Contact Painting
Lo Brutto Stahl is pleased to share Simon Callery's solo exhibition Contact Painting, on view at Centro de Arte, Caja de Burgos, Spain, from June 9 to September 24, 2023.
The show brings together all the paintings made in response to the archaeological excavations at Moel y Gaer, Bodfari, Denbighshire, North Wales, 2013 – 2018 and two from excavations at Nesscliffe Hill, Shropshire 2019 – 2022.
“A physical record of the landscape, rather than a representation of it” Simon Callery (London, 1960) tells us about his work. At the limit of painting, action and sculptural installation, his work pursues restful emotional perception, far from the speed with which any cultural product (and any process) is consumed today. In 2003 he began working with archaeologists specialising in the Bronze and Iron Age at the University of Oxford. In excavations such as Segbury Camp and Alfred´s Castle he poured fine plaster over a ditch in the farmlands adjacent to the hillfort. Once dry, the plaster had captured the entire chalk surface of the place, not just its negative imprint. The complete work was titled “Trench 10.” Standing upright, it became a huge white painting weighing three tons that made the viewer doubt its archaeological authenticity, its validity as a testimony, and even its artistic virtue.

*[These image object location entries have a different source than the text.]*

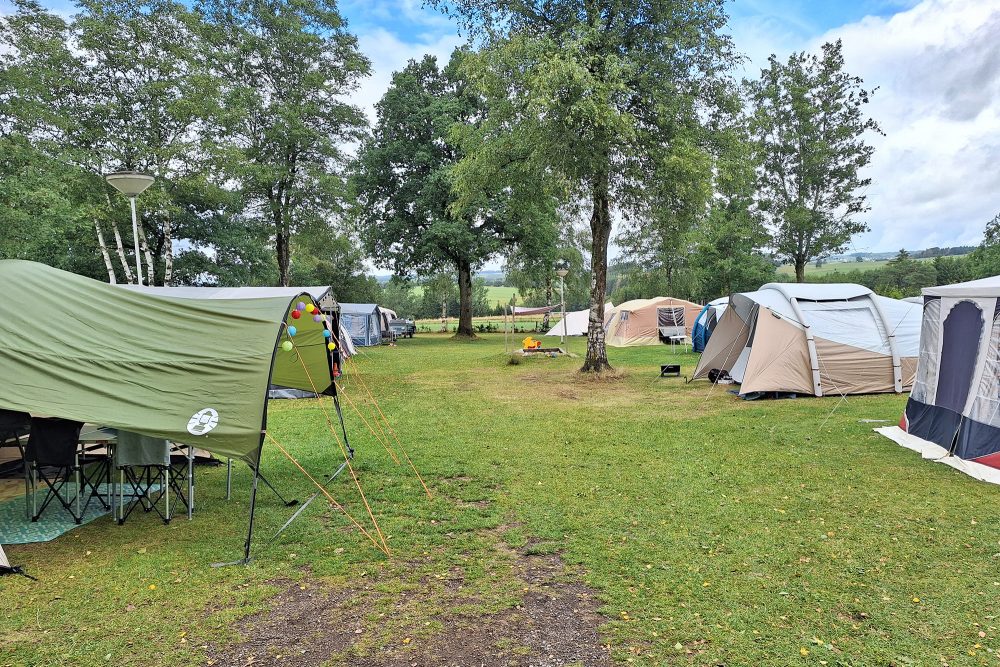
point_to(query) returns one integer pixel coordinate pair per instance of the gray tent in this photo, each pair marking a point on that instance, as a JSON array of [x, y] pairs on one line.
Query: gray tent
[[363, 323]]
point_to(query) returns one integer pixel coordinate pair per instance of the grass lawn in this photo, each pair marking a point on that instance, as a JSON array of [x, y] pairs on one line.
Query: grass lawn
[[712, 530]]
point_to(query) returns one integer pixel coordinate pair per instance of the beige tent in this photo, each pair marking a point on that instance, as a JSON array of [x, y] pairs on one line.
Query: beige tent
[[815, 339], [641, 321]]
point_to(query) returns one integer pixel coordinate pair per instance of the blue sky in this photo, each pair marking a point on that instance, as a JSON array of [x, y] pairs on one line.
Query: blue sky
[[936, 64]]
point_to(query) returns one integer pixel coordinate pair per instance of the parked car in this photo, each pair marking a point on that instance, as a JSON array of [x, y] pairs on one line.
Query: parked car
[[403, 328]]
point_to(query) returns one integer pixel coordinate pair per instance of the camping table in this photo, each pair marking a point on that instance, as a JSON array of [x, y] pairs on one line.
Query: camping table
[[93, 439]]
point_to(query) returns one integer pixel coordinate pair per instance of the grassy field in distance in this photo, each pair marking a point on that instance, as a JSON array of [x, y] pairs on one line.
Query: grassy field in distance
[[707, 529]]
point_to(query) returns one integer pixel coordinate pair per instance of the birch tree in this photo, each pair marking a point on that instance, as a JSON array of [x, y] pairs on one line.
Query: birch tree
[[809, 126]]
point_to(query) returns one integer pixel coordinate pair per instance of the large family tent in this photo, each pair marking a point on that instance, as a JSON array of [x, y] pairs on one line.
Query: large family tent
[[363, 322], [642, 321], [815, 339], [953, 413], [321, 294], [706, 322], [193, 371], [577, 322]]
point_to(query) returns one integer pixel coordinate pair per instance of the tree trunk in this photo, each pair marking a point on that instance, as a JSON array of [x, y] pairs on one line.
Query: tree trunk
[[104, 253], [144, 247], [465, 300], [548, 302], [168, 251], [282, 248], [129, 277], [600, 228]]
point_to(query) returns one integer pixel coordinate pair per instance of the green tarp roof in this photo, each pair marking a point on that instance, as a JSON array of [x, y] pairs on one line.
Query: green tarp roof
[[190, 370]]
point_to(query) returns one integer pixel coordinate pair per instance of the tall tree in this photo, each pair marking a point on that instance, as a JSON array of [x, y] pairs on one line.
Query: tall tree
[[809, 126], [603, 94], [409, 216], [114, 88], [730, 242], [284, 70]]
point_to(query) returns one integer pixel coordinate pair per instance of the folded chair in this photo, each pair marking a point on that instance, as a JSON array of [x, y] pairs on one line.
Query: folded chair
[[52, 455], [145, 475], [182, 474]]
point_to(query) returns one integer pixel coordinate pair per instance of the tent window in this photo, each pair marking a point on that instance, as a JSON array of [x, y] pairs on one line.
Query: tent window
[[962, 332], [925, 384], [986, 404], [670, 317]]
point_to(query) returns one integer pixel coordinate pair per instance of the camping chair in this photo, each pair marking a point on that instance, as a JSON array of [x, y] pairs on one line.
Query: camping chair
[[181, 473], [12, 426], [54, 443], [143, 464]]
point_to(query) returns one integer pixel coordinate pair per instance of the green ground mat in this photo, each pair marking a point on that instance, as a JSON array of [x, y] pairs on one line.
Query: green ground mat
[[16, 528]]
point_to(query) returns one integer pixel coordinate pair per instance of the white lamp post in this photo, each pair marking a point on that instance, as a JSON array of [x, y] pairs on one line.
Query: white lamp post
[[561, 271], [132, 184]]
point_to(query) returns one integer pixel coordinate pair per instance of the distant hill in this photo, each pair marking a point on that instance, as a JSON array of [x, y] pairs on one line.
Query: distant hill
[[865, 261], [491, 277], [915, 254]]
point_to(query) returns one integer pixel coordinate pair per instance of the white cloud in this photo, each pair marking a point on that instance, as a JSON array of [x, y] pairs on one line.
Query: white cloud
[[390, 54], [936, 173]]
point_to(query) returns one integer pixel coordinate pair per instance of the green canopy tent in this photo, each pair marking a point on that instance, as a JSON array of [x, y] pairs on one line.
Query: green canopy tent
[[191, 371]]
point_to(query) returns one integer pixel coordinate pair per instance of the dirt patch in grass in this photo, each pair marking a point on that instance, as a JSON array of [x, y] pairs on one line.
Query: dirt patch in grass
[[555, 625], [304, 627]]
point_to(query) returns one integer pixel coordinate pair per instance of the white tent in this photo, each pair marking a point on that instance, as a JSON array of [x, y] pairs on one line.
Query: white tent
[[953, 414], [815, 339], [649, 321], [577, 322]]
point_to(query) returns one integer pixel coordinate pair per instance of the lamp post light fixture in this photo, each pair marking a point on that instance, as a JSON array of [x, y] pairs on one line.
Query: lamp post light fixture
[[561, 271], [132, 184]]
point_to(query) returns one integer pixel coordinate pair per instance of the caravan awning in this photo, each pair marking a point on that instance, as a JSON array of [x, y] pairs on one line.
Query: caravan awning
[[194, 371]]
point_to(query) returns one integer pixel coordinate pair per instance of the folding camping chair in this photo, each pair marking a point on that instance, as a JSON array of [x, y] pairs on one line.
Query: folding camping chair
[[13, 425], [143, 465], [54, 443], [181, 474]]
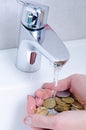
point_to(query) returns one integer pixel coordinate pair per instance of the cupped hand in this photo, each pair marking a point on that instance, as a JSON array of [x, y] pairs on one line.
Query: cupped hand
[[68, 120]]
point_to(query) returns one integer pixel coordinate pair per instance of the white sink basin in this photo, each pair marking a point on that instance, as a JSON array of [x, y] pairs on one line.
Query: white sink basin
[[16, 85]]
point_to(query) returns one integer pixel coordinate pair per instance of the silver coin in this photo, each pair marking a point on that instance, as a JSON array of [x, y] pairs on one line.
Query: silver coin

The realization that the earth revealed a life beyond its immediate surface, and the relationship that the artist was able to transfer to the field of painting, clearly emerged during his participation in the excavation seasons in Moel y Gaer between 2013 and 2018, an Iron Age hill fort near Bodfari, in Wales. This is the first time that all the works carried out at that site during the subsequent excavations have been shown together. The trench of the excavation operates, according to Callery, like the classic devices used to capture the landscape, as the “veil” of Alberti that allows to reduce the scale of what is contemplated and represent it on a canvas. Callery uses it for the same purpose, but accepts that the spatial depth of the sample will cause a vacuum, both in what is transposed to the painting and when leaving the ground after removing the canvas.
The spatial depth, real, of the painting, arising from direct experience with the archaeological site, generates an expressive work that is not possible to contain in the margins of the traditional frame. The painting thus becomes the structure of the artwork. The canvases cut in the different seasons were recovered by Callery in the studio, where he sewed them, patched them and set them up to strip them of any conventional memory linked to naturalistic representation.